# Pork Shank (knuckle) sous vide.



## thepot (Jun 29, 2016)

Hi guys. I used to work for a major American River Cruise company in Europe for the last 16 years.

I decided that is time to settle down back home ( Bulgaria), and build my own small business.

My menu list depends on few signature dishes, which include Pork shank, Baby Back Ribs, Beef Tongue, Chicken Wings.

The previous owner has left behind a beautiful Multivac vacuum and sous vide equipment, and I want to take full advantage out of it.

Would anyone be so kind to share working recepies for the Shank and Ribs, which doesn't require 48 hours of sous viding?

They shall be finished in a Rational convection oven, but not necessarily.

Thanks in advance!


----------



## frankie007 (Jan 17, 2015)

Pork knuckle requires long, slow cooking why would you want to cook it sous vide? I wander would it be possible to find anyone who can cook without a bag and a water bath in couple of years?


----------



## chefbillyb (Feb 8, 2009)

In most cases Sous Vide is low and slow. In the restaurant business it may be to go a bit higher in temp and less hours cooking. I have also done BBRibs with real good results in Sous vide. In my case I'm not in a hurry so cooking for 24 to 36 hrs isn't that big of a deal. Some of the timing on something like Pork belly would go 24 to 36 hrs. If you crank it up 20 more degrees it would cooking in 8 to 12. The thing you may want to work on in a Restaurant operation is cooking ahead, bring back to temp and then finishing for service. Take the cuts you want to do Sous Vide and test for the best results. I would think the pork your using would be better than the commerciality raised pork we use in America. I think your pork shank would do well Sous Vide. I do dbl cut pork chops with good results. What is your idea for a finished look at taste for your pork shank ?


----------



## thepot (Jun 29, 2016)

Thank you. I would like to reach something like Bavarian Haxe look. With crispy skin and tender result. Finishing in the convection oven. And you are right. I want to do the SV ahead of time (overnight probably), chill and fridge them. Finishing them upon order. For restaurant setup, I believe this is the best way to deliver constant quality. Will try 75c for 12 hours, and I shall tell


----------



## ljokjel (Jul 1, 2009)

Last time I did it it was 86/90 degrees over night. After cooking them, we deboned the meat. 

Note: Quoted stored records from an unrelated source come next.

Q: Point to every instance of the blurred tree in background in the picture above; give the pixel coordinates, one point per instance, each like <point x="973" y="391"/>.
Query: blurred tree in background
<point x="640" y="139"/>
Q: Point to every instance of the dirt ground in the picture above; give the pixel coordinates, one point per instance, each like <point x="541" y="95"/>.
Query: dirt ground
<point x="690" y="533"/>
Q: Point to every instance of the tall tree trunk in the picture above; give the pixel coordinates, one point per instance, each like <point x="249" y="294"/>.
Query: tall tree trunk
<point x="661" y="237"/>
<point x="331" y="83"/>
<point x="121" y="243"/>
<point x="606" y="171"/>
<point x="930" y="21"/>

After doing so you might "roll" it up again, or roll it out flat. If its flat its easy to get it really crispy. We also used to do something similar with pork tails. 92c/12 hours. Debone, and spread out flat. Skin down with preassure until crispy on the flat top.


----------



## thepot (Jun 29, 2016)

Interesting. Never went over 75c for 9 hours. It turns really tender. Never thought deboning it though. That's a good idea to consider. Thank you.


----------